FIG. 6 is a flowchart illustrating exemplary operation of the information processing device at a time of performing optimization using a machine learning result.

DESCRIPTION OF EMBODIMENTS

In combinatorial optimization, it is considered to search for an optimum solution by a continuous relaxation solving method using a machine learning model. However, it is difficult to obtain a plurality of solutions.

In one aspect, an object of the present embodiment is to provide a machine learning program, a determination program, a machine learning method, a determination method, a machine learning device, and a determination device capable of obtaining a plurality of solutions in a combinatorial optimization problem.

Optimization problems exist in fields of various industries including a manufacturing industry and a distribution industry.

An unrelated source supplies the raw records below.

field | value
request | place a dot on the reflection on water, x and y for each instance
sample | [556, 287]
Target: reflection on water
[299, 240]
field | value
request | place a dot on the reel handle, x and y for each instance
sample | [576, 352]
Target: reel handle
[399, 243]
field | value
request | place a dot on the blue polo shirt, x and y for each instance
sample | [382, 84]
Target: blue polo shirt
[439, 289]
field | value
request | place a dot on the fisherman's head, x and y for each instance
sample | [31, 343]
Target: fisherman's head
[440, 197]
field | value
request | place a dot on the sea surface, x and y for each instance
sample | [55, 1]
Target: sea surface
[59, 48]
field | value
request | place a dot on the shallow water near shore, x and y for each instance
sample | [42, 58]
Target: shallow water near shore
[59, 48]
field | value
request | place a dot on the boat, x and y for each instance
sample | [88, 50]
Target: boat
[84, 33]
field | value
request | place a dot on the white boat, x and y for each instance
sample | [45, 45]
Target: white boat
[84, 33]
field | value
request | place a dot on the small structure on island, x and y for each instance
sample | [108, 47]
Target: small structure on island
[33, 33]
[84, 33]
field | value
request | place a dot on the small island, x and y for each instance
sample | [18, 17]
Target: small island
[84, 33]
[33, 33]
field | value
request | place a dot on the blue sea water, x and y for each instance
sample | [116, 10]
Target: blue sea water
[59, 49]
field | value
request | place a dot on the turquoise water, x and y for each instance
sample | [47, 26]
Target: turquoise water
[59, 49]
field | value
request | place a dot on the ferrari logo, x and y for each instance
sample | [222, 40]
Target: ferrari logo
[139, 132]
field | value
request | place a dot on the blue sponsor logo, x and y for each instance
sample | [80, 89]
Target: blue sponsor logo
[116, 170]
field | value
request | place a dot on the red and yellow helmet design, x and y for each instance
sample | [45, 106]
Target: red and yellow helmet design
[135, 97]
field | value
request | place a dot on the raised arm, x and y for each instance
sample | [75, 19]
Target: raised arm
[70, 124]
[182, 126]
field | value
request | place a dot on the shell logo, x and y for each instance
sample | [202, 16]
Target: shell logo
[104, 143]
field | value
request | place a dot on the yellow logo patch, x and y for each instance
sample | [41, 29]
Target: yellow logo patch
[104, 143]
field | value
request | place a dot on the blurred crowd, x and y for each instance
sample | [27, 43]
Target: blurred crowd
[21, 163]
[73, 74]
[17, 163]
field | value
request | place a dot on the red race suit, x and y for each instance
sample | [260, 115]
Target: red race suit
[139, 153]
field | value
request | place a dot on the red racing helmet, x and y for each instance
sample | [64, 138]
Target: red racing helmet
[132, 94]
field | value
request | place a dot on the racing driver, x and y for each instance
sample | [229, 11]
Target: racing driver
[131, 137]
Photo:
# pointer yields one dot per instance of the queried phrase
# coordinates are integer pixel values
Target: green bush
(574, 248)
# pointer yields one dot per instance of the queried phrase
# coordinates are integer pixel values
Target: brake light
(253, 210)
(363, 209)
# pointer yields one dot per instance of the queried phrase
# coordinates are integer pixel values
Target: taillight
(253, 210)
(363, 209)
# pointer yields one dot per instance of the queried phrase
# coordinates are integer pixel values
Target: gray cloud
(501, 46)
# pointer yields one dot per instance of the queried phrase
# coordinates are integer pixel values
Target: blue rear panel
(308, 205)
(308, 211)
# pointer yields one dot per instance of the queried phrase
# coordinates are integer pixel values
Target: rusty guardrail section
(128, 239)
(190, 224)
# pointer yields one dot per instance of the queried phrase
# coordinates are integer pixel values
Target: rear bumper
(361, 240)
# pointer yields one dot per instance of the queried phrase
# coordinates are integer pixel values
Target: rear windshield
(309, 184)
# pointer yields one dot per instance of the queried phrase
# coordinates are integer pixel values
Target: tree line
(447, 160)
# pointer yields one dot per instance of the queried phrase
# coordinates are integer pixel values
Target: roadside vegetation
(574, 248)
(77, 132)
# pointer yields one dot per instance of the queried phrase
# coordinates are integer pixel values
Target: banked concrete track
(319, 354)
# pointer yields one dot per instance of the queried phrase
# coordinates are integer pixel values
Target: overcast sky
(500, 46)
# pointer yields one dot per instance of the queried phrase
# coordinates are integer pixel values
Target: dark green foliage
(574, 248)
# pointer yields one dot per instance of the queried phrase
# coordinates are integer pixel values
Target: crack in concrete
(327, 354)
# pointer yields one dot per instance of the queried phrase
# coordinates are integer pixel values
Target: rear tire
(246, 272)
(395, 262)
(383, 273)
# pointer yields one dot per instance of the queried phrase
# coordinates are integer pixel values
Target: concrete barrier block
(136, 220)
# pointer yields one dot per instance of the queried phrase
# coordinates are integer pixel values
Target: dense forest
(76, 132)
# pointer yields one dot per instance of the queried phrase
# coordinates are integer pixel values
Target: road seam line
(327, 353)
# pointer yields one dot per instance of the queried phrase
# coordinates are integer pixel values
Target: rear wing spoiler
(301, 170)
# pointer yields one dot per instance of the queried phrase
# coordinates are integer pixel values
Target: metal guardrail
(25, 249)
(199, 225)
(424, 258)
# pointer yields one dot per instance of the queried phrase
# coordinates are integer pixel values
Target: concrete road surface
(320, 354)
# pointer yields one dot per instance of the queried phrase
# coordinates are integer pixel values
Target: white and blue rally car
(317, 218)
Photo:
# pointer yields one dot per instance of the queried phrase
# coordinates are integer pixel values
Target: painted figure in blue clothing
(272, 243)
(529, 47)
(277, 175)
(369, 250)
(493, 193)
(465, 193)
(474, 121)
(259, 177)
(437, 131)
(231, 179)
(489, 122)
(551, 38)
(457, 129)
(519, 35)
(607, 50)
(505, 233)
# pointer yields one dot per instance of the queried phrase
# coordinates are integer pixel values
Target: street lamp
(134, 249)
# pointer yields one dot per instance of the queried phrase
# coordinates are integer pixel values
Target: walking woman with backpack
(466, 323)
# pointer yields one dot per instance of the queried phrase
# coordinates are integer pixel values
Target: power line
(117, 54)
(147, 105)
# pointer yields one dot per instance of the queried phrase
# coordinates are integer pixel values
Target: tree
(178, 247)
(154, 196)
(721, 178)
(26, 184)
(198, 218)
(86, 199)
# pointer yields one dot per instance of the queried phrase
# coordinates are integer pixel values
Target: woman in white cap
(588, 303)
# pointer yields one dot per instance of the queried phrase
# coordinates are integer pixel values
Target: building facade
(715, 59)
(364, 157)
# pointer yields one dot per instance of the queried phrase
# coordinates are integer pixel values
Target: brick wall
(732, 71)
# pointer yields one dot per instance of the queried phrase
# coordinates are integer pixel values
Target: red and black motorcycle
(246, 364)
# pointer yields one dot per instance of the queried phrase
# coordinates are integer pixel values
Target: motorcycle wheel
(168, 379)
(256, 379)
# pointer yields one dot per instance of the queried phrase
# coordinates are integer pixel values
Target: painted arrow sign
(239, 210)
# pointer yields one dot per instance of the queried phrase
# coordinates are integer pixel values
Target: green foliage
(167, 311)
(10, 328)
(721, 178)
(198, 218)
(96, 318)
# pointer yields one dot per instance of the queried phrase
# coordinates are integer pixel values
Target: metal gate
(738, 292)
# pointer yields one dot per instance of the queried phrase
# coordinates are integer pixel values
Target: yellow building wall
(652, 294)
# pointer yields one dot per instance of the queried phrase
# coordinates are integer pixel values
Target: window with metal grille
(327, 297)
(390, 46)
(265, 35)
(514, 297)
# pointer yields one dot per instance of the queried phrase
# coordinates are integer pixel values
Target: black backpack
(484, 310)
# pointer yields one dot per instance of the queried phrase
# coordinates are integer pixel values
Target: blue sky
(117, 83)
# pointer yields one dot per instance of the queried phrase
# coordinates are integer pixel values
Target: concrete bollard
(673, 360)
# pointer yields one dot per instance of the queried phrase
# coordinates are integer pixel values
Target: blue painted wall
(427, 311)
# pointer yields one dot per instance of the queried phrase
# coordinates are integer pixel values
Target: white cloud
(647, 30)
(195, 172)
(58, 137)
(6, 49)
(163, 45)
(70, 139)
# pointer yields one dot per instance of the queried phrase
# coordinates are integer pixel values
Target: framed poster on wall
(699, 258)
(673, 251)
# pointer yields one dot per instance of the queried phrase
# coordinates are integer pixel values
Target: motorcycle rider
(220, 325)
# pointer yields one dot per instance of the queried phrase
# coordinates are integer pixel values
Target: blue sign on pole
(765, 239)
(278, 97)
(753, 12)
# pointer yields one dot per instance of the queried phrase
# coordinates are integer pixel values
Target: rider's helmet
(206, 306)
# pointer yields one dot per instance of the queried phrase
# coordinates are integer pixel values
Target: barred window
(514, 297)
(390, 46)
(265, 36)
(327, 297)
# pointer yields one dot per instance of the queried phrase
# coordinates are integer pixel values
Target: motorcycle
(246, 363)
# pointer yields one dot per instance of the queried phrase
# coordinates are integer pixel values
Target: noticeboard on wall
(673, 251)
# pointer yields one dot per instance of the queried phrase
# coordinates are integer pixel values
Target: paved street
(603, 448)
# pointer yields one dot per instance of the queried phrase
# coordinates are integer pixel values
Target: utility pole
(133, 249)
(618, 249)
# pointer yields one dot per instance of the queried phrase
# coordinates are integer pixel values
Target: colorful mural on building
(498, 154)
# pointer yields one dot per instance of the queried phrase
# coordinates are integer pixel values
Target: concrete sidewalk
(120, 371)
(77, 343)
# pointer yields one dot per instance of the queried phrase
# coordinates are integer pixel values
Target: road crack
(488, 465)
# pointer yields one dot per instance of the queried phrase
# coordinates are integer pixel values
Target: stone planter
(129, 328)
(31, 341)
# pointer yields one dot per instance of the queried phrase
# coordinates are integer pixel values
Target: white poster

In particular, a combinatorial optimization problem for optimizing a combination is one of the most important fields in the field of optimization. The combinatorial optimization problem is applied in various fields such as transportation, logistics, communication, finance, and the like.

While a general-purpose solver, such as an Ising machine, searches for a constraint satisfaction solution using a penalty method, it is difficult to find a solution depending on a penalty coefficient. According to a local transition algorithm as in the Ising machine, only a local solution may be searched for, and it is difficult to obtain a plurality of solutions at a time.

With the development of information science, techniques aiming at high-speed solving of combinatorial optimization using machine learning have been developed. As one of the techniques, an optimization solving method based on continuous relaxation simulated annealing is exemplified. However, according to the optimization solving method based on the continuous relaxation simulated annealing, it is difficult to optimize a plurality of cost functions by a single training. Furthermore, it is needed to promote efficiency in a tuning operation of the penalty coefficient and to obtain various solutions.

First, the penalty method will be described. A constrained optimization problem is expressed by the following formula (1). The following formula (1) represents an optimization problem for minimizing C (x). Here, an equality constraint is expressed by the following formula (2), and an inequality constraint is expressed by the following formula (3).

$\begin{matrix} [Math . 1] &  \\ \min C (x), subject to V (x) = 0 & (1) \end{matrix}$

$\begin{matrix} [Math . 2] &  \\ f (x) = 0 \to V (x) = f^{2} (x) or ❘ f (x) ❘ & (2) \end{matrix}$

$\begin{matrix} [Math . 3] &  \\ q (x) < a \to V (x) = \max (0, g (x) - a) & (3) \end{matrix}$

The penalty method is expressed by the following formula (4). R represents a Euclidean space. In the following formula (4), γ represents a penalty coefficient. When the penalty coefficient γ is too large, a solution tends to be trapped in a local solution. On the other hand, when the penalty coefficient γ is too small, most of the search time is spent in an infeasible region. Thus, the penalty coefficient γ needs to be determined appropriately.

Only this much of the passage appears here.